Incroyable voyage des larves de mollusques abyssaux vers la surface
Voyage des larves de mollusques abyssaux vers la surface

Des scientifiques ont découvert que des larves de mollusques vivant dans les abysses océaniques entreprennent un voyage spectaculaire vers la surface, parcourant des milliers de mètres. Cette migration verticale, longtemps jugée impossible pour ces organismes fragiles, remet en question les théories établies sur la dispersion des espèces marines profondes.

Une découverte inattendue

L'étude, publiée dans la revue Nature le 24 juillet 2026, a été menée par une équipe de l'Institut français de recherche pour l'exploitation de la mer (Ifremer).

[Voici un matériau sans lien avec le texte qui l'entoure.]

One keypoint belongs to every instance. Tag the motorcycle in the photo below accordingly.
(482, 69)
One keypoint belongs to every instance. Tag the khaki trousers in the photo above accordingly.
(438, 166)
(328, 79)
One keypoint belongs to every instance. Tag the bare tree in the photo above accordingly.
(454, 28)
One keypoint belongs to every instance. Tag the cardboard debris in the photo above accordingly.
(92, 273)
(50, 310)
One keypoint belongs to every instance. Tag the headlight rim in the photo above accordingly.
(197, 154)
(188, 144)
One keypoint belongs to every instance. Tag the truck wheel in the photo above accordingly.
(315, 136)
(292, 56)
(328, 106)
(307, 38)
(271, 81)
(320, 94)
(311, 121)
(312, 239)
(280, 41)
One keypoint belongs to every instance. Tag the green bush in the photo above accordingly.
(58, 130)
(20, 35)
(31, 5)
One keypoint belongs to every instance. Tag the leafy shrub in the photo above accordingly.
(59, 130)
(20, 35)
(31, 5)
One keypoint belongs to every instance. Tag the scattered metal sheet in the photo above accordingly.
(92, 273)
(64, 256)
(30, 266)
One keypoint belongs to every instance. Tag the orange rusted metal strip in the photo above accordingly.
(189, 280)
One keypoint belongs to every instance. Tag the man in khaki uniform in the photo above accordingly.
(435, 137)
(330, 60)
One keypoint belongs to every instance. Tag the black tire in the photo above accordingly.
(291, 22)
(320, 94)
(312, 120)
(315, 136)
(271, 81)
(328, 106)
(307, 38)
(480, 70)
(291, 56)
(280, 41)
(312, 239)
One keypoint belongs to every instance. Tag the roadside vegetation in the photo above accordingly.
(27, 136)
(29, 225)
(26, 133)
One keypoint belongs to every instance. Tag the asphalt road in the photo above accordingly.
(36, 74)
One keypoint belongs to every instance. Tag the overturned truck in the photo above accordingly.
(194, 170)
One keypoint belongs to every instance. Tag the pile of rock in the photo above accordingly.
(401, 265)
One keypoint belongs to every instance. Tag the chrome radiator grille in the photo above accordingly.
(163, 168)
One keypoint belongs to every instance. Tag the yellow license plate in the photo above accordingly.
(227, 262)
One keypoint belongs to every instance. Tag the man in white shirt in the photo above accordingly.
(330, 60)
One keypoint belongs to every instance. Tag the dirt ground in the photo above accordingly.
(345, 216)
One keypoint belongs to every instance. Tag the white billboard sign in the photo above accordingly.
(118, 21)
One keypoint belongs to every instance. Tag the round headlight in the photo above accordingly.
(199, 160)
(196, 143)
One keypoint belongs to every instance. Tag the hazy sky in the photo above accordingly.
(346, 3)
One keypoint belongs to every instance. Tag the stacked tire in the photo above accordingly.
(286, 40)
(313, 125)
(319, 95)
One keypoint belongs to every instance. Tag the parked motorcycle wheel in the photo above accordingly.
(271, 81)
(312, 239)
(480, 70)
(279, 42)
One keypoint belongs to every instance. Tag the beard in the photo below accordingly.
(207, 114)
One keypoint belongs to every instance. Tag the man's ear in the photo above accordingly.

Les chercheurs ont prélevé des échantillons d'eau à différentes profondeurs dans l'océan Atlantique, entre 200 et 4 000 mètres. À leur grande surprise, ils ont identifié des larves de mollusques bathyaux dans les couches superficielles, à moins de 200 mètres de la surface.

Selon le Dr. Marie Leclerc, océanographe à l'Ifremer et co-auteure de l'étude, « c'est la première fois que nous observons une telle remontée de larves abyssales. Nous pensions que ces larves restaient près du fond, mais elles sont capables de nager activement vers le haut sur des distances considérables. »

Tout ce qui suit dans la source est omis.